Widespread occurrence of methane seeps in deep-water regions of Krishna-Godavari basin, Bay of Bengal

Drilling/coring activities during NGHP-Expeditions 01 and 02 discovered significant gas hydrate deposits in the Krishna-Godavari (KG) basin, a proven petroliferous basin located along the eastern continental margin of India. Active and paleo-cold seeps are also reported from deep waters (>1000 m), indicating methane venting episodes in the KG basin. In the present study, we analyzed geophysical data acquired onboard RV Sindhu Sadhana to study the spatial distribution of gas flares in the KG offshore basin.

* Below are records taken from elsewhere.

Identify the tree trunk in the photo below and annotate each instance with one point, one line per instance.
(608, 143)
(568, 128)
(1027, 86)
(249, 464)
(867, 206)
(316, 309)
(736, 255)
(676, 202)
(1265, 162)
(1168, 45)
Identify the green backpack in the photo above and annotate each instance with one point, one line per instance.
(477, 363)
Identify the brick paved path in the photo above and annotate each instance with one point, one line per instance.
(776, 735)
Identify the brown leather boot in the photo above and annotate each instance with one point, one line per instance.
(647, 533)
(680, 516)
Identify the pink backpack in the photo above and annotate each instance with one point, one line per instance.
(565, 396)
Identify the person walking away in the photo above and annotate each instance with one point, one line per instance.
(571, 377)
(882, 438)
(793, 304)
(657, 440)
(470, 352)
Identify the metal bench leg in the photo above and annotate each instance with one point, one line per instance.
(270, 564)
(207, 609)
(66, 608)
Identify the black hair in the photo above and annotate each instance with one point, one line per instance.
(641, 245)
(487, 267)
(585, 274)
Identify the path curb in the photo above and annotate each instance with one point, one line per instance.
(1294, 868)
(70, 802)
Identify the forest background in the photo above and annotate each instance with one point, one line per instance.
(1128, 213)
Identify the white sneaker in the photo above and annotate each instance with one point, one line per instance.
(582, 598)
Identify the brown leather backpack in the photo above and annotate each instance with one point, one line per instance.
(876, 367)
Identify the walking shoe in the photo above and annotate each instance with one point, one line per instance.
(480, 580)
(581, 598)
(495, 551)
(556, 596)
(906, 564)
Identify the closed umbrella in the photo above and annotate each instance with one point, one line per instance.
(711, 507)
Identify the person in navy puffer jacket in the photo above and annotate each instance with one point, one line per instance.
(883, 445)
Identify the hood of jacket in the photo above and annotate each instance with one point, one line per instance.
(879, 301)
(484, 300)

Twenty-two gas flares were observed in water-column images at seafloor depths ranging from 638 m to 1960 m. All flares except one are detected within the gas hydrate stability zone (GHSZ), which occurs beyond 700-720 m water depths. Most gas flares seem to terminate at these depths, indicating that the bubbles might be coated with a thin methane hydrate skin. Seabed sampling of flare regions shows the presence of chemosynthetic communities and shallow gas hydrates within 2-4 mbsf. The spatial distribution of gas flares is not random and tends to align with the toe-thrust zones and shale diapiric mounds. These compressive structures formed due to shale tectonism in the KG basin have provided an environment conducive for the formation of gas hydrate deposits and gas flares/cold seeps. The analysis of high-resolution seismic data across the flares shows the presence of seismic chimneys and faults, which facilitated migration of deep-seated fluid/gas through the GHSZ. Focused fluid flow along the fault zone and the perturbation of methane + seawater phase curve due to salinity increase owing to the continuous formation of methane hydrate are the most likely mechanisms to explain methane gas migration.

Automated summary

Gas hydrate deposits were found in the Krishna-Godavari basin along eastern India, where active and paleo-cold seeps suggest methane venting events. The spatial distribution of gas flares aligns with compressive structures like toe-thrust zones and shale diapiric mounds, indicating favorable environments for gas hydrate formation. High-resolution seismic data also show the presence of seismic chimneys and faults which facilitated deep-seated fluid/gas migration through the gas hydrate stability zone.